Au-delà de sa valeur humoristique, ce phénomène revêt aussi un caractère extrêmement dangereux quand on laisse à des politiciens incapables de penser l’avenir la responsabilité de le préparer. Les trous dans la coque de notre modèle social rongé par les vers leur sont apparemment invisibles, ou les laissent de marbre.
Le Parti Socialiste promettait par exemple d’annuler une réforme des retraites qu’il aurait fallu pousser bien plus loin pour éviter la faillite du modèle d’ici quelques années. Le modèle ne va pas s’équilibrer de lui-même, surtout en tenant compte des évolutions défavorables de l’emploi.
Car pour un homme politique, l’avenir se résume à la situation présente avec une date différente. S’ils étaient capables de comprendre que l’avenir n’est pas identique au présent bientôt passé, ils comprendraient qu’il faut revoir leur base-case scenario, c’est-à-dire leur scénario de base.
La construction d’un bon scénario de base est cruciale en stratégie. Pour prendre des décisions impliquant l’entreprise sur 5 ans, il faut avoir une idée de son évolution la plus plausible sur les cinq prochaines années. Par exemple, le chômage n’est pas uniquement lié au solde des créations d’emplois, mais aussi à d’autres paramètres, comme les arrivées sur le marché du travail et les départs en retraite annuels.
En agissant comme si rien n’allait changer, ou si peu, les hommes politiques nous condamnent tous à assumer la responsabilité de leur mauvaise gestion et de leurs mauvaises prévisions. Depuis 40 ans, les budgets sont votés en déficit ; il faudra un jour régler l’addition, et ce ne sont pas les parlementaires qui le feront. Ils paient déjà bien peu d’impôts…
Les politiciens ne sont pourtant pas incapables de raisonner par scénarios et d’inclure le base-case dans leurs estimations. Lorsqu’ils annoncent des réductions de dépenses, ils se gargarisent également de leur capacité à contenir l’évolution « normale » de la dépense (normale et néanmoins alarmante).
Mais ils font l’erreur de beaucoup de décideurs, qui se réfugient dans un autre scénario : le best-case scenario, le meilleur scénario possible. Ils anticipent pour leurs actions un impact toujours positif et rarement réalisé, établissent des budgets de croissance en période de crise.
Si vos enfants ambitionnent (sic) de devenir hommes politiques, et que vous ne parvenez pas à les en dissuader, apprenez-leur donc à penser l’avenir non comme un autre présent ou un monde de souhaits. Et pour cela, il faut leur faire apprendre le passé. Comprendre que l’histoire n’est pas que le récit de quelques anecdotes, mais la succession des événements qui a fait de nous ce que nous sommes – et aussi ce que nous ne sommes pas.

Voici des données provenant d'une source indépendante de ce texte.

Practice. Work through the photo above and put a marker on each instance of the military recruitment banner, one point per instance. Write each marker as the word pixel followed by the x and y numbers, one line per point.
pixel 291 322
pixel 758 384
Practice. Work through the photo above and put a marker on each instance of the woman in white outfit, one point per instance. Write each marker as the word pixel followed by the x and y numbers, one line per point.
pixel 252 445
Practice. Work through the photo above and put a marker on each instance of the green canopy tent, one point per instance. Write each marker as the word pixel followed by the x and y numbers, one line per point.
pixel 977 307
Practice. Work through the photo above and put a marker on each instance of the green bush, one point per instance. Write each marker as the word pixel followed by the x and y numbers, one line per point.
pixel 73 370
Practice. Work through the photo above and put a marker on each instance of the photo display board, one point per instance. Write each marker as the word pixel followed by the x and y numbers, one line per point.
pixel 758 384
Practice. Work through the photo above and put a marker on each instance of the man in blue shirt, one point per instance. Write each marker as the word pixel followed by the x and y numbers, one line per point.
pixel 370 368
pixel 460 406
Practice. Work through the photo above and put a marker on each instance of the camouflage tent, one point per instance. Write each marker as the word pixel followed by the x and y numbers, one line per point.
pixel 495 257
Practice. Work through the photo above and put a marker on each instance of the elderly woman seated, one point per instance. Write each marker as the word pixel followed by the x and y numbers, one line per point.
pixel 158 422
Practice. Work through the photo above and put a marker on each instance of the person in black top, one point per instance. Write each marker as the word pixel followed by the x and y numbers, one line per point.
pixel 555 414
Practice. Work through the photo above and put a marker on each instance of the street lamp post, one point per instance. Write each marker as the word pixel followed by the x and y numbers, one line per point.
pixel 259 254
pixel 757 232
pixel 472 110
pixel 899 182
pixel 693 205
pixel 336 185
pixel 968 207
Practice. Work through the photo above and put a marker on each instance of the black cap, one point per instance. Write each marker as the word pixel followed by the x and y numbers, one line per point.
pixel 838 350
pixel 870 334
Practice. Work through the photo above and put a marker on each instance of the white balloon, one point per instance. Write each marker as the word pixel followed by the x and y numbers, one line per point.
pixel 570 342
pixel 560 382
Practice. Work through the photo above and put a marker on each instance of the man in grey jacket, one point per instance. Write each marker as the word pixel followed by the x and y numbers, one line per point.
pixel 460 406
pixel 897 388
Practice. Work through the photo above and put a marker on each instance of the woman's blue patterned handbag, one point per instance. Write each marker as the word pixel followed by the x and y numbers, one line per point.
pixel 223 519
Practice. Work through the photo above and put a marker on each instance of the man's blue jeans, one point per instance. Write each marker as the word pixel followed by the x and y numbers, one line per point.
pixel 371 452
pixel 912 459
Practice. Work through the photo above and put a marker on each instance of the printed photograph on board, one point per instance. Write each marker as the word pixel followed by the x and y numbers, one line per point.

Expliquez leur comment des civilisations entières ont disparu car elles ont été incapables de revoir leur façon de penser ou leur état d’esprit, de s’adapter à leur environnement changeant et de tenir compte des erreurs de ceux qui ont disparu avant eux. Comment la liberté est toujours confisquée pour les meilleurs motifs et que beaucoup ont accepté par conformisme ou aveuglement ce que nous estimons tous aujourd’hui intolérable et indigne d’un être humain.

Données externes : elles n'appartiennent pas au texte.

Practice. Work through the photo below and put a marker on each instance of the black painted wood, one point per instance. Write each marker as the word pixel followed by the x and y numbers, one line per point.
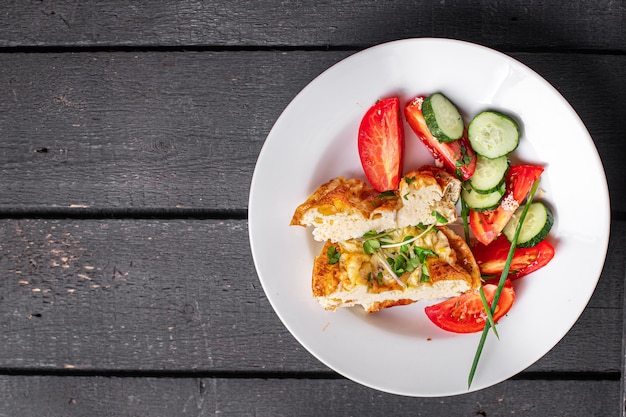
pixel 128 138
pixel 583 25
pixel 52 396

Ils comprendront alors que nous aurons disparu dans quelques décennies, et que nous ne serons alors pas regardés différemment de tous ceux qui nous ont précédés. Nos façons de penser seront analysées de la même façon, et nos actions seront jugées sans plus de compassion. Jugées par les héritiers du monde que nous aurons construit sur l’héritage que nous avions alors reçu, qui ne comprendront pas comment nous avons pu faire preuve d’autant de conformisme et d’aveuglement. Qui ne nous pardonneront pas notre ignorance dont nous sommes seuls responsables. Qui riront de nos dettes, à moins qu’elles ne les ruinent ; se moqueront de nos peurs, à moins qu’elles ne les hantent.
Ne laissons pas disparaître d’avance le monde que nous aurions pu leur laisser. Nous nous devons, avant d’apprendre l’histoire à nos enfants, d’en tirer les leçons. Ne soyons pas comme tous ceux qui ont refusé l’effort de faire advenir le monde qu’ils rêvaient. Reprenons en main notre destin, nos libertés, nos vies – et ne nous les laissons plus jamais reprendre.